At present, the etiology of GC co-occurrence with GIST is unclear. Some researchers believe that it is an accidental phenomenon[6,11], and others believe that several unknown carcinogens induce simultaneous proliferation and tumorigenesis of epithelial and stromal cells, such as gene mutation, nitrite, and Helicobacter pylori[6,7,9,11,18,30,34,37,38,46-49]. Gene mutations may lead to the interaction of two adjacent tissues, interfering with mesothelial and epithelial cell growth regulation, thereby inducing different tumors in two tissues of the same organ. Through next-generation sequencing, Liu et al[10] detected that GC and GIST had significantly different gene mutations at the molecular level (TP53 and KIT gene mutations, respectively). Some researchers have hypothesized that there might be a field effect, with etiological cofactors leading to these two lesions[60]. Based on the high correlation between clinical and microscopic GIST and GC, we believe that GC and GIST may be affected by the same unknown carcinogen, resulting in the simultaneous proliferation of epithelial and stromal cells.

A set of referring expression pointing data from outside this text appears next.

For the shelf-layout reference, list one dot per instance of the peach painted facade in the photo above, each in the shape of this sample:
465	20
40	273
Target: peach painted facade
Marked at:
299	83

Synchronous GC and GIST treatment is comprehensive and based on surgery. The surgical method is mainly based on GC, and adjuvant IM therapy should be given to patients with intermediate- and high-risk GIST after surgery[55]. In our study, all patients were given chemotherapy based on GC after surgery, and imatinib (IM) therapy was also given to patients with high-risk GIST. Xu et al[61] demonstrated that apatinib exhibits promising therapeutic potential and tolerability in patients with GC complicated by GISTs who have shown resistance to IM in combination with chemotherapy. However, there is still no conclusion on whether there is any interaction between chemotherapy for GC and IM treatment for GIST and the time sequence of medication.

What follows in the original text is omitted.